Part of the answer lies in the original E-1. While Olympus didn’t have the baggage of an existing film system to hold it back, the inertia that photographers have from switching systems, coupled with the sluggish AF and slow frame rate (it hit three frames per second, whereas the Nikon D2Hs was capable of eight frames per second), meant it just wasn’t good enough. While the E-3 and E-5 solved these problems, the arrival of Canon’s 1-DS and 5D, followed by Nikon’s D3, D800, and D300 proved to be too much to compete with.

But it didn’t stop there. The DSLR juggernaut had gained momentum, becoming the most valuable segment by 2013. The development of the E-3 and E-5 suggests Olympus wasn’t convinced by the technical specifications of the new MFT format; the fact that Panasonic was first out of the gate and that Olympus’ model was the competent but far from inspiring Pen E-P1 shows it was testing the waters.

It would take until 2012 and the OM-D E-M5 for Olympus’s first serious camera to arrive, although it was a blinder! However, by this point, every other manufacturer was already in mirrorless full swing with the following new mounts arriving: Sony (2010, APS-C), Samsung NX (2010, APS-C), Nikon CX (2011, CX), Pentax Q and K (2011, 1/2.3-inch and APS-C), Canon EOS-M (2012, APS-C), Fujifilm X (2012, APS-C), and Leica L (2014, FF). The full-frame Sony Alpha 7 then arrived in 2013.

This veritable cornucopia of mounts shows that — at least early on — no one thought of putting a large sensor in a mirrorless camera, as these were models to supplement a DSLR. Even with APS-C the most popular choice, Fujifilm remained the only vendor who genuinely believed this could replace full-frame.

However, it was actually two unrelated events that caused Olympus’ promising start to stutter. The first of these was out of its control: the smartphone.

For a time, consumers appeared to have limitless resources to spend on cameras, peaking at 120 million units in 2010. But the rise of the smartphone put a camera in (nearly) everyone’s pocket and camera sales fell off a cliff, at a time when manufacturers were funding the expansion of new mirrorless systems.

The second was entirely of its own making: the infamous accounting scandal. With over $1.5 billion of investment losses, kickbacks, and bribes identified, it was hit with somewhere in the neighborhood of $650 million in fines in the United States and three-quarters of the company’s value was wiped out.

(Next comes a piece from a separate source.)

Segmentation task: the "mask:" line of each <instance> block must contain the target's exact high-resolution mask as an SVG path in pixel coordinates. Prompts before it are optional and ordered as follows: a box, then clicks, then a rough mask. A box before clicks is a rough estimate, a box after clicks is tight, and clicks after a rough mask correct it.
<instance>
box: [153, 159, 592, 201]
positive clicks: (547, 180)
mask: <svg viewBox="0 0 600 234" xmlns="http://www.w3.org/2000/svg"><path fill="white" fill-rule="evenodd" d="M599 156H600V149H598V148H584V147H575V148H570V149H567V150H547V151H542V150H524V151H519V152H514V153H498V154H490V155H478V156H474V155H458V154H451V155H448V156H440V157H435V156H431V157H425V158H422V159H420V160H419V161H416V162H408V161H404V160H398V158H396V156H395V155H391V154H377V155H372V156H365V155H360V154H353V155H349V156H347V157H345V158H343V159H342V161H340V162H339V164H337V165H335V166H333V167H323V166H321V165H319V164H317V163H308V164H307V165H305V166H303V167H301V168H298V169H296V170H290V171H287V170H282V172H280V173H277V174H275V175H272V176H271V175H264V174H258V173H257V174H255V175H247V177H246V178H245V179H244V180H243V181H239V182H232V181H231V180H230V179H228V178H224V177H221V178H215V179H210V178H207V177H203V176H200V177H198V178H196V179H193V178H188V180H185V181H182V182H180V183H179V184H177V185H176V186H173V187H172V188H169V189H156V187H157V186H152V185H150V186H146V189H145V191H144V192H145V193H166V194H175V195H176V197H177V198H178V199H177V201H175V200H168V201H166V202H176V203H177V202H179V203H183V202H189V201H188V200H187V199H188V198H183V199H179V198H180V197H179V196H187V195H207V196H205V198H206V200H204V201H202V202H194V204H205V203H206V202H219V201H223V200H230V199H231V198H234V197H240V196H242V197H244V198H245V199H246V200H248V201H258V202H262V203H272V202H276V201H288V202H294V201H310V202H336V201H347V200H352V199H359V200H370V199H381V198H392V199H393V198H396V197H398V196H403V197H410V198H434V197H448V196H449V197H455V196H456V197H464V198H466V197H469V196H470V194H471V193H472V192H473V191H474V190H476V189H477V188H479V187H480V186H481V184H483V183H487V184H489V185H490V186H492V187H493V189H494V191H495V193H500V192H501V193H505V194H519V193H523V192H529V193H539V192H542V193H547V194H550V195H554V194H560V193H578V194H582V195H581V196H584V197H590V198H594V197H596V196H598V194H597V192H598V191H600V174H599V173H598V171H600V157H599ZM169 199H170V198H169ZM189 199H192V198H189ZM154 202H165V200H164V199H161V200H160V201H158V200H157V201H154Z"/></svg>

MILC Usurps the DSLR Crown

The replacement of DSLRs by mirrorless was never a foregone conclusion, however, the elegance of the design gives three significant technical advantages. First removing the mirror box/pentaprism makes manufacturing simpler and cheaper. Secondly, this also makes the cameras smaller and lighter. Finally, the mount can be closer to the sensor which opens up opportunities for other mount support and more efficient and esoteric designs.

This is, of course, as true for MFT as it is for full-frame models. The problem with smaller sensors has always been one of noise, although this issue has reduced somewhat as sensor design improved. Olympus would argue that MFT gives the right balance of size/weight, reach, depth-of-field, and sensor speed, making it particularly adept for news/sports, street, and home use. It’s the same argument that Fujifilm uses for the X-series, however it is able to balance this assertion with the availability of its medium format GFX.

The success of full-frame has perhaps less to do with principle benefits and more to do with marketing and the manufacturers behind them. Sony, Nikon, and Canon have undoubtedly sold the story of the full-frame dream, however, they also have the capability and capacity to build out a system to support this — something Olympus has never quite been able to do.

The question for camera manufacturers is, does the future actually lie in the direction of the smartphone? Olympus (and Panasonic) have always been forthcoming in introducing computational features into their cameras and have extensive experience in working with, and manipulating imagery from, small sensors.

As smartphone sensors get bigger and processing becomes more complex, is there any scope to coalesce around an MFT future? In short, can the two companies capitalize on making smartphones camera-like and, conversely, can they also be leaders in making the camera more smartphone-like?